I always take photos of my beautiful plants, when they flower.
All the photos that I see here, and in High Times mag, are all soooo very close-ups of a bud.
  Short of a microscope, just HOW can I 'get in there', and get so close?
I use a Canon 28-80mm zoom lense, w/macro capability, but even then, I can't get so close.
  So, what do I need?  (Those little srcew-in additive filters, 'close up kit', etc!

Help me out here folks!

420 to all &Thankx!

stonedwoodsman in CT   :icon_smile:


----------



## The Hemp Goddess (Apr 25, 2013)

I am no help with an old 35mm.  However, digital cameras are cheaper than you might think.  And what is film and developing costing you?  I would also be scared to take film in to be developed that showed an illegal activity.  I live on an incredibly small amount of money also, but money-wise, a digital camera is going to be a huge savings over buying film and paying for developing.


----------



## key2life (Apr 25, 2013)

Your 28-80 zoom has "macro-focusing" capability, which is different than true macro.  It's probably a 1:4 or 1:5 - meaning if you take a picture of a coin, or a bud, it'll be 1/4th or 1/5 life size on the negative, then you have to blow it up, where you'll lose sharpness and it'll get grainy.  A true macro lens is 1:1, meaning the coin, or bud, is life sized on the negative, so it can be blown up to a large size without losing so much sharpness and resolution.

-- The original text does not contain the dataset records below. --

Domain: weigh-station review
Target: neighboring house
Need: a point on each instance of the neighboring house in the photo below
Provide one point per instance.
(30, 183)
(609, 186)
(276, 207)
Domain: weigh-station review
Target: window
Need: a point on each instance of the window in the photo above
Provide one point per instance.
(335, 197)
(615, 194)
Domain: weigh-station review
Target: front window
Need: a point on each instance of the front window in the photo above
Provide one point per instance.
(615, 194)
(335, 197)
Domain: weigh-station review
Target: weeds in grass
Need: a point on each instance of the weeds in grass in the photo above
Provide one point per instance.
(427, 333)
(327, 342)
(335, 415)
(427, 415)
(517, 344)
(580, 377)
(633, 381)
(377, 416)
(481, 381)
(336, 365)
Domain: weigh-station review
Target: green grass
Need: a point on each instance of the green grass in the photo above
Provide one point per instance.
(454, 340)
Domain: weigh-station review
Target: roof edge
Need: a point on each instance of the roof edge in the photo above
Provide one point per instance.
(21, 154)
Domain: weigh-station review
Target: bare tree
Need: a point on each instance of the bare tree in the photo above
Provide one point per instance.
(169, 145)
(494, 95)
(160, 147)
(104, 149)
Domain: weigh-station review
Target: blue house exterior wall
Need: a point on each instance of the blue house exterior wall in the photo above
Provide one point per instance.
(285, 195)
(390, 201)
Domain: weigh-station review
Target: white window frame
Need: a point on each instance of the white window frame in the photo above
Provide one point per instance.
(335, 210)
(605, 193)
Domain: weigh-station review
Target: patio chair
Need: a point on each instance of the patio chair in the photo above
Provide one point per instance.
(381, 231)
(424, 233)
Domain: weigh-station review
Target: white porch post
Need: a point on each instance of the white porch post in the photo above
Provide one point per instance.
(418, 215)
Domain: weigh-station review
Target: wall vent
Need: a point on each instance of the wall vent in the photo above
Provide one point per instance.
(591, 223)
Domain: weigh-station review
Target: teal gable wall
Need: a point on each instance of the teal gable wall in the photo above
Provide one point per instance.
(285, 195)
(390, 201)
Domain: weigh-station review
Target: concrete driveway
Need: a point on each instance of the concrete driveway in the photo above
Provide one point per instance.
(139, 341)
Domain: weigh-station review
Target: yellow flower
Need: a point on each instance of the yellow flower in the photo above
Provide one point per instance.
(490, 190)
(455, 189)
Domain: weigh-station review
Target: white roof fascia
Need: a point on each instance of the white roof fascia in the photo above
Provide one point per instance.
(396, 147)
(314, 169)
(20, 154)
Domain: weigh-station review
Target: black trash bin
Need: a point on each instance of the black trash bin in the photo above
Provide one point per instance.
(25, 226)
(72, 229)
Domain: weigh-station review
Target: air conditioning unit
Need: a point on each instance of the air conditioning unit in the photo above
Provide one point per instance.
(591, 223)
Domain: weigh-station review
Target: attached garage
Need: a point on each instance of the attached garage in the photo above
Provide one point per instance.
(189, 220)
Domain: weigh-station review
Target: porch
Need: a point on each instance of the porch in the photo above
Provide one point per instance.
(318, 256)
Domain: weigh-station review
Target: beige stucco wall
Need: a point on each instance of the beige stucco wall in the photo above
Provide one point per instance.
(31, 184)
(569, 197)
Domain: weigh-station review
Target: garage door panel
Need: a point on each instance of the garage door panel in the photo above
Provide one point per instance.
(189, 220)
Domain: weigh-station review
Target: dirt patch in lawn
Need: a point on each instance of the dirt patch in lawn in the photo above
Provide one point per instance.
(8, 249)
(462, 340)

I agree with THG - She's right about the cost of buying and developing film - then you have to scan the prints, too.  I'm taking my pics with a hundred dollar digital point and shoot, and they come out great.   They all have a macro feature that allows very close focusing, and then you can blow them up, crop them, resize them, whatever you want in a freeware photo software program - I use Fast Stone (ha!) for no cost at all.  The new digital point and shoots have such a high megapixel count that you can achieve the same results as if you're using extremely high quality SLR or DLR lenses, and I got a bag of 'em.

Here's a couple of quick pics with the hundred dollar point and shoot.

You don't have to break the bank to get some sweet pics!

Good Luck, and happy shooting!

Peace,

:icon_smile: key :icon_smile:


----------